The model considered a lifetime horizon (30 years) and a 28-day cycle length. Discounting was applied at 3% to the costs, quality-adjusted life-years (QALYs), and life-years gained in the base case.32,33

CLINICAL INPUTS

In the ALTA-1L clinical trial, patients who experienced progression as assessed by the blinded independent review committee (BIRC) or received radiotherapy to the brain while on crizotinib therapy could cross over to treatment with brigatinib. A total of 65 patients (47.1%) in the crizotinib arm formally crossed over to brigatinib. However, further informal crossover (crossover occurring at later lines or outside of the predefined window specifying an official crossover) was also observed; in total, 80 patients (58.0%) in the crizotinib arm received subsequent brigatinib.17 This is anticipated to reflect clinical practice in the United States, where brigatinib is available after crizotinib.23 Therefore, no adjustments were made in the base case. Scenario analyses considered the impact of removing efficacy and costs relating to subsequent brigatinib from the crizotinib arm using treatment switching methods.

The efficacy for brigatinib and crizotinib was informed by the final data-cut from the ALTA-1L trial (median follow-up 40.4 months).29 Systematic literature reviews, supplemented with targeted literature searches, identified the relevant data for the ITC with alectinib. The ITC was informed by 3 publications for alectinib vs crizotinib from the ALEX trial.30,34,35

Owing to the differences in a key treatment effect modifier (baseline CNS metastases) between the clinical trials, population-adjusted indirect methods (ie, anchored matched adjusted indirect comparisons [MAICs]) were considered with baseline CNS metastases included as the only treatment effect modifier, in addition to the standard network meta-analysis methodology.

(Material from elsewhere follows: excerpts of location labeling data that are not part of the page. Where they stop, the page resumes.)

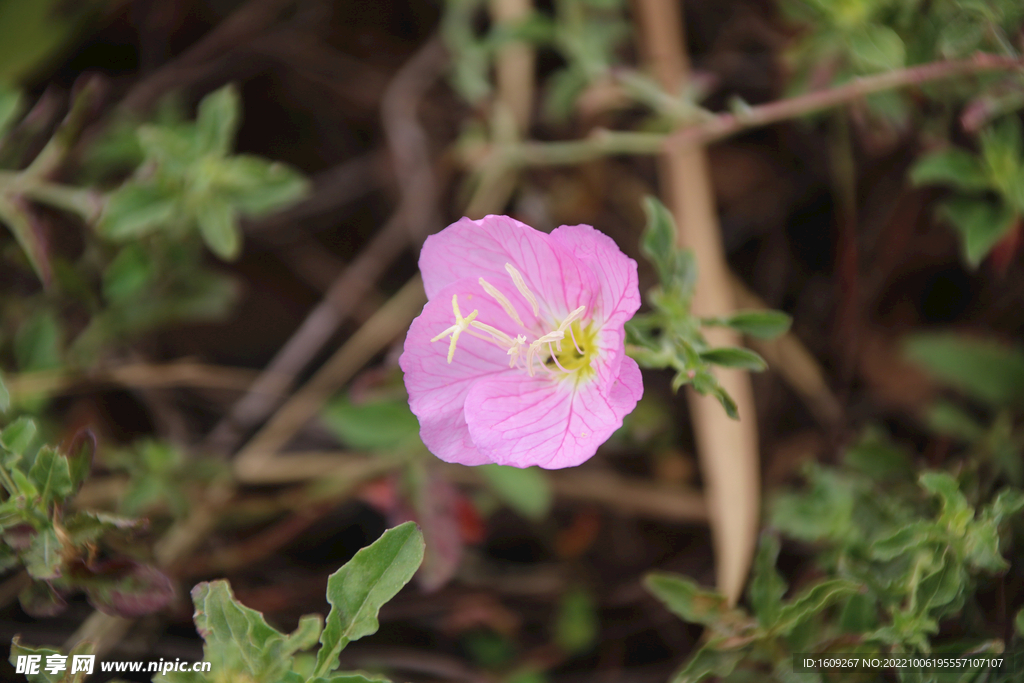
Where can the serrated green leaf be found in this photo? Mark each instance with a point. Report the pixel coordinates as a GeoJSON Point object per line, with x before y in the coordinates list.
{"type": "Point", "coordinates": [38, 342]}
{"type": "Point", "coordinates": [876, 47]}
{"type": "Point", "coordinates": [980, 368]}
{"type": "Point", "coordinates": [901, 541]}
{"type": "Point", "coordinates": [4, 396]}
{"type": "Point", "coordinates": [877, 457]}
{"type": "Point", "coordinates": [1000, 147]}
{"type": "Point", "coordinates": [51, 475]}
{"type": "Point", "coordinates": [734, 356]}
{"type": "Point", "coordinates": [305, 635]}
{"type": "Point", "coordinates": [859, 614]}
{"type": "Point", "coordinates": [359, 589]}
{"type": "Point", "coordinates": [217, 120]}
{"type": "Point", "coordinates": [658, 241]}
{"type": "Point", "coordinates": [708, 663]}
{"type": "Point", "coordinates": [757, 324]}
{"type": "Point", "coordinates": [685, 599]}
{"type": "Point", "coordinates": [953, 167]}
{"type": "Point", "coordinates": [526, 491]}
{"type": "Point", "coordinates": [351, 677]}
{"type": "Point", "coordinates": [238, 639]}
{"type": "Point", "coordinates": [17, 649]}
{"type": "Point", "coordinates": [128, 273]}
{"type": "Point", "coordinates": [812, 601]}
{"type": "Point", "coordinates": [956, 512]}
{"type": "Point", "coordinates": [256, 186]}
{"type": "Point", "coordinates": [42, 559]}
{"type": "Point", "coordinates": [981, 224]}
{"type": "Point", "coordinates": [135, 210]}
{"type": "Point", "coordinates": [25, 225]}
{"type": "Point", "coordinates": [219, 226]}
{"type": "Point", "coordinates": [11, 104]}
{"type": "Point", "coordinates": [378, 425]}
{"type": "Point", "coordinates": [17, 435]}
{"type": "Point", "coordinates": [767, 586]}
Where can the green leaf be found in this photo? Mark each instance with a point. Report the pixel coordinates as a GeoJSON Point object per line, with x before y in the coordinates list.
{"type": "Point", "coordinates": [11, 104]}
{"type": "Point", "coordinates": [980, 368]}
{"type": "Point", "coordinates": [42, 559]}
{"type": "Point", "coordinates": [80, 456]}
{"type": "Point", "coordinates": [876, 47]}
{"type": "Point", "coordinates": [859, 614]}
{"type": "Point", "coordinates": [877, 457]}
{"type": "Point", "coordinates": [576, 627]}
{"type": "Point", "coordinates": [767, 586]}
{"type": "Point", "coordinates": [953, 167]}
{"type": "Point", "coordinates": [131, 592]}
{"type": "Point", "coordinates": [658, 240]}
{"type": "Point", "coordinates": [359, 589]}
{"type": "Point", "coordinates": [17, 649]}
{"type": "Point", "coordinates": [217, 120]}
{"type": "Point", "coordinates": [305, 635]}
{"type": "Point", "coordinates": [811, 602]}
{"type": "Point", "coordinates": [134, 210]}
{"type": "Point", "coordinates": [38, 342]}
{"type": "Point", "coordinates": [1000, 147]}
{"type": "Point", "coordinates": [239, 641]}
{"type": "Point", "coordinates": [4, 396]}
{"type": "Point", "coordinates": [256, 186]}
{"type": "Point", "coordinates": [981, 224]}
{"type": "Point", "coordinates": [685, 599]}
{"type": "Point", "coordinates": [128, 273]}
{"type": "Point", "coordinates": [709, 663]}
{"type": "Point", "coordinates": [944, 418]}
{"type": "Point", "coordinates": [757, 324]}
{"type": "Point", "coordinates": [218, 225]}
{"type": "Point", "coordinates": [378, 425]}
{"type": "Point", "coordinates": [17, 435]}
{"type": "Point", "coordinates": [733, 356]}
{"type": "Point", "coordinates": [351, 677]}
{"type": "Point", "coordinates": [524, 489]}
{"type": "Point", "coordinates": [956, 512]}
{"type": "Point", "coordinates": [51, 475]}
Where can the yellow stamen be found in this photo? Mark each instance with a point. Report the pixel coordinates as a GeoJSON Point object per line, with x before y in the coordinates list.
{"type": "Point", "coordinates": [520, 285]}
{"type": "Point", "coordinates": [461, 325]}
{"type": "Point", "coordinates": [500, 337]}
{"type": "Point", "coordinates": [501, 299]}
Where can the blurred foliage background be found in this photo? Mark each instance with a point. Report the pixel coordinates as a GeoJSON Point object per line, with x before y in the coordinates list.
{"type": "Point", "coordinates": [212, 211]}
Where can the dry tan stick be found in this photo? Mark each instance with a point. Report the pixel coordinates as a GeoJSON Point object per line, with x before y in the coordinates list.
{"type": "Point", "coordinates": [724, 125]}
{"type": "Point", "coordinates": [141, 375]}
{"type": "Point", "coordinates": [787, 356]}
{"type": "Point", "coordinates": [728, 450]}
{"type": "Point", "coordinates": [384, 326]}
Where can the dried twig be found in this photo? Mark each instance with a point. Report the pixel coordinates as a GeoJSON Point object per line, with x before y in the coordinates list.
{"type": "Point", "coordinates": [728, 450]}
{"type": "Point", "coordinates": [339, 302]}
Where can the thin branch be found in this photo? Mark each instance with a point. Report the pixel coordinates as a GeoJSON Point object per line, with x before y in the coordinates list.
{"type": "Point", "coordinates": [725, 125]}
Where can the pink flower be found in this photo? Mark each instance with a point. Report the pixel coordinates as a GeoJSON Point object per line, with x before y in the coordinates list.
{"type": "Point", "coordinates": [518, 356]}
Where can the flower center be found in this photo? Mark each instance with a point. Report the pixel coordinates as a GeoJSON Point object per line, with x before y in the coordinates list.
{"type": "Point", "coordinates": [562, 350]}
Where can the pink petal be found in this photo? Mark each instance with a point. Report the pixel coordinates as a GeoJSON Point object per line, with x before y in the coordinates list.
{"type": "Point", "coordinates": [481, 248]}
{"type": "Point", "coordinates": [437, 389]}
{"type": "Point", "coordinates": [522, 421]}
{"type": "Point", "coordinates": [615, 272]}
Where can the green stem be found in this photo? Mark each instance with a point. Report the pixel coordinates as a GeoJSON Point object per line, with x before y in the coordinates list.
{"type": "Point", "coordinates": [85, 203]}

The OS data in the crizotinib arm from the ALTA-1L clinical trial reflect a sequence of treatments (crizotinib followed by brigatinib), due to the high rate of crossover. Therefore, several methods were explored to adjust for the impact of crossover in the ALTA-1L clinical trial within the ITC framework, including inverse probability of censoring weighting, marginal structural models, and rank-preserving structural failure time models (RPSFTMs; with and without recensoring). These adjusted data were used in the ITCs to obtain relative efficacy estimates free of confounding from crossover in the crizotinib arm of the ALTA-1L trial. Full details of the methodology are reported elsewhere.36

The ITCs indicated similar outcomes under alternative assumptions for brigatinib vs alectinib for PFS BIRC (range for hazard ratios: 0.946-1.036) and OS (range for hazard ratios: 0.902-1.088). No ITC was possible on CNS-PFS outcomes because of differences in endpoint definitions in the ALTA-1L and ALEX trials.29,30,34,35 Clinical experts also communicated that brigatinib provides similar health benefits to alectinib. Thus, a cost-comparison analysis was conducted for brigatinib vs alectinib in the base case, in which PFS, OS, and CNS-PFS outcomes were assumed equivalent. A scenario analysis considered a cost-effectiveness framework for this comparison using the point estimates from the ITC. Additional scenarios explored the ITC methodologies, treatment switching adjustments, and the assessment body for PFS (ie, independent review vs investigator).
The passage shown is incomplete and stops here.